Indeed, it seems that President Dimitris Christofias – so reviled and certain of humiliating defeat that he has already declared his intention not to stand in next year’s presidential elections – is intent on salvaging, in his own eyes at least, some credibility by going down as a martyr to socialism, a defender of workers’ salaries and pensions in the face of neo-liberal capitialism. Thus, what his government has been trying to do these last few weeks is secure bank recapitalisation through EU bailout funds but, for the purposes of the public deficit, secure a bilateral loan with Russia, hoping in this way to avoid austerity strings that have been attached to EU bailouts for Greece, Portugal and Ireland.
Cyprus has been shut out from international bond markets since May 2011. This prompted Nicosia to agree last December to a Russian loan deal worth €2.5bn (at an interest rate of 4.5% to be repaid over five years) and now Cyprus is seeking, according to reports, up to €5bn more from Moscow.
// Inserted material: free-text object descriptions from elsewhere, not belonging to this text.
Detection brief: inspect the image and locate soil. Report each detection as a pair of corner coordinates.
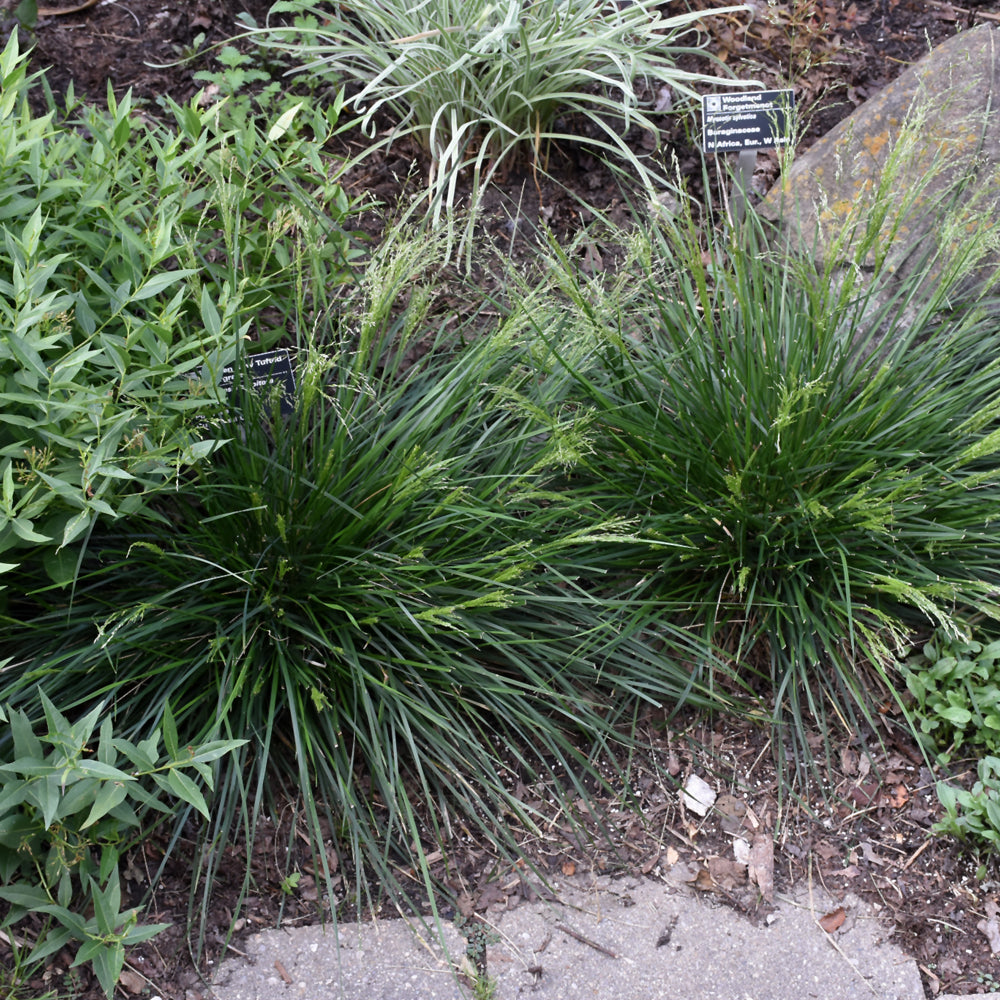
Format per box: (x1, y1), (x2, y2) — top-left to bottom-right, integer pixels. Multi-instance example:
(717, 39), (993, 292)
(3, 1), (1000, 998)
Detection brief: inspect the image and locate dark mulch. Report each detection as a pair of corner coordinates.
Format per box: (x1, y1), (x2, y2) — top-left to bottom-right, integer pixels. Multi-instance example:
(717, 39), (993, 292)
(3, 0), (1000, 996)
(15, 712), (1000, 999)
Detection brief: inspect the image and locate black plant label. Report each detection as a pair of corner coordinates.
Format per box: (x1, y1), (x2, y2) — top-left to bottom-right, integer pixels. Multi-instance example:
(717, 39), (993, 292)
(701, 90), (795, 153)
(213, 349), (297, 417)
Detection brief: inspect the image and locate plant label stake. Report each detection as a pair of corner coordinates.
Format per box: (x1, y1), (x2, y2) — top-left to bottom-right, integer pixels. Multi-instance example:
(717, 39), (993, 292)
(205, 348), (297, 419)
(701, 90), (795, 226)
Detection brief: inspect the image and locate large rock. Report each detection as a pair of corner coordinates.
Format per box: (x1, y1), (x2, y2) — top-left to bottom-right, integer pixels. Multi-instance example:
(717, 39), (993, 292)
(761, 25), (1000, 302)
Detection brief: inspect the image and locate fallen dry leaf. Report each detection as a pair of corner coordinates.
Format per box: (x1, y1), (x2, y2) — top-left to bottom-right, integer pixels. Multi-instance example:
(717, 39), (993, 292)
(715, 792), (748, 834)
(938, 956), (963, 978)
(297, 873), (319, 901)
(665, 845), (680, 867)
(846, 781), (880, 808)
(858, 841), (885, 867)
(834, 864), (861, 879)
(977, 898), (1000, 953)
(708, 855), (747, 890)
(748, 831), (774, 902)
(884, 783), (910, 808)
(118, 969), (146, 995)
(819, 907), (846, 933)
(477, 882), (505, 910)
(581, 242), (604, 275)
(688, 867), (716, 892)
(814, 840), (840, 860)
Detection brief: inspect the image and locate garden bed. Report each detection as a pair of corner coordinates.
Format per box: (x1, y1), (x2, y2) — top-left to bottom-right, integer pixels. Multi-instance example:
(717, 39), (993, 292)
(4, 1), (1000, 997)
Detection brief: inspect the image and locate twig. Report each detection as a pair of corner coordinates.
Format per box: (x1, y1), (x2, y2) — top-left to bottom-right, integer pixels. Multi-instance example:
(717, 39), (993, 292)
(390, 850), (445, 881)
(36, 0), (101, 15)
(901, 837), (932, 871)
(926, 0), (1000, 22)
(925, 917), (964, 933)
(744, 736), (773, 784)
(803, 858), (879, 999)
(661, 821), (697, 849)
(553, 922), (618, 959)
(0, 927), (23, 950)
(813, 915), (881, 998)
(792, 861), (880, 998)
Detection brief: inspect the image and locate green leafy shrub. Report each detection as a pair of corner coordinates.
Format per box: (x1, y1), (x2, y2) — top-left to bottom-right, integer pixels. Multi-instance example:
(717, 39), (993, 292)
(0, 30), (358, 587)
(254, 0), (754, 231)
(515, 184), (1000, 772)
(0, 696), (244, 997)
(2, 232), (720, 929)
(902, 633), (1000, 761)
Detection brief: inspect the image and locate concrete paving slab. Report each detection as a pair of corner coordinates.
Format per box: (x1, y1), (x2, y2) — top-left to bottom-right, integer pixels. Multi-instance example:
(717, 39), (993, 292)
(211, 873), (926, 1000)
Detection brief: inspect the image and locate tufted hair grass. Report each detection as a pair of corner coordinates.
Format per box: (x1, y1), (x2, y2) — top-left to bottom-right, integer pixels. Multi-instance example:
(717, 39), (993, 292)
(512, 166), (1000, 781)
(1, 231), (724, 935)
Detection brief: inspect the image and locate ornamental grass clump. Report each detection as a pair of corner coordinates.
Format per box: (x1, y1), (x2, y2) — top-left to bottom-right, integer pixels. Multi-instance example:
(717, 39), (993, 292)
(254, 0), (754, 230)
(520, 177), (1000, 776)
(1, 233), (722, 929)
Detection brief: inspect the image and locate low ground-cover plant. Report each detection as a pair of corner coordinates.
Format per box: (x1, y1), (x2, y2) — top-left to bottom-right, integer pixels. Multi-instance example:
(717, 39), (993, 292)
(187, 23), (334, 137)
(514, 173), (1000, 778)
(1, 233), (724, 936)
(0, 29), (357, 591)
(0, 697), (244, 997)
(935, 756), (1000, 855)
(902, 632), (1000, 762)
(899, 631), (1000, 856)
(253, 0), (755, 237)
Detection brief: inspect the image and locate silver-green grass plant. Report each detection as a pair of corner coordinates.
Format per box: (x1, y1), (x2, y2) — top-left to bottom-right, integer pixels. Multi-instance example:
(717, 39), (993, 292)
(252, 0), (755, 247)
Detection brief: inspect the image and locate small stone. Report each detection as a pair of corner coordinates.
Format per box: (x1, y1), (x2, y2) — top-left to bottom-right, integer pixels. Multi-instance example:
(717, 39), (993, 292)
(732, 837), (751, 865)
(681, 774), (717, 817)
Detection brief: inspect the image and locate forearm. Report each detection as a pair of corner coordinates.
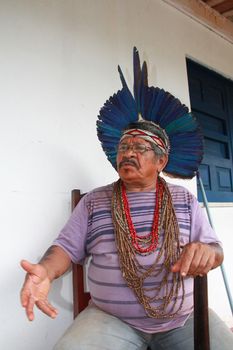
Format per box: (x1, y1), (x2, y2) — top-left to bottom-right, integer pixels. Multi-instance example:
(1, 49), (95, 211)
(39, 245), (71, 282)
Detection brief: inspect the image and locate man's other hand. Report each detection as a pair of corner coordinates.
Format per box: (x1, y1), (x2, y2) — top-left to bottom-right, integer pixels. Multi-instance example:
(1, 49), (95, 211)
(20, 260), (58, 321)
(171, 242), (223, 277)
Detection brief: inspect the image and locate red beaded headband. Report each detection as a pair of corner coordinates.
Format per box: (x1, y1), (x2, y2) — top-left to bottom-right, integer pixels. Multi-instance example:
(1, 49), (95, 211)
(120, 128), (170, 154)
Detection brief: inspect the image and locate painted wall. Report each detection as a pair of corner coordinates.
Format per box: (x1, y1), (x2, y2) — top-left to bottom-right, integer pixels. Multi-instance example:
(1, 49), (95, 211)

It’s clear that for Russia implicating itself further in the Cypriot economy suits its strategic interests in the Eastern Mediterranean, especially since its long-term influence in Syria is under threat; but the advantages for the Cypriot economy are less clear. In fact, Christofias’ Russian gambit is somewhat of a cheap trick, because he knows repaying the loans to Moscow will still require austerity measures and hard decisions on economic and public sector reform, except it won’t be Christofias who’ll be responsible for taking them, but the next government.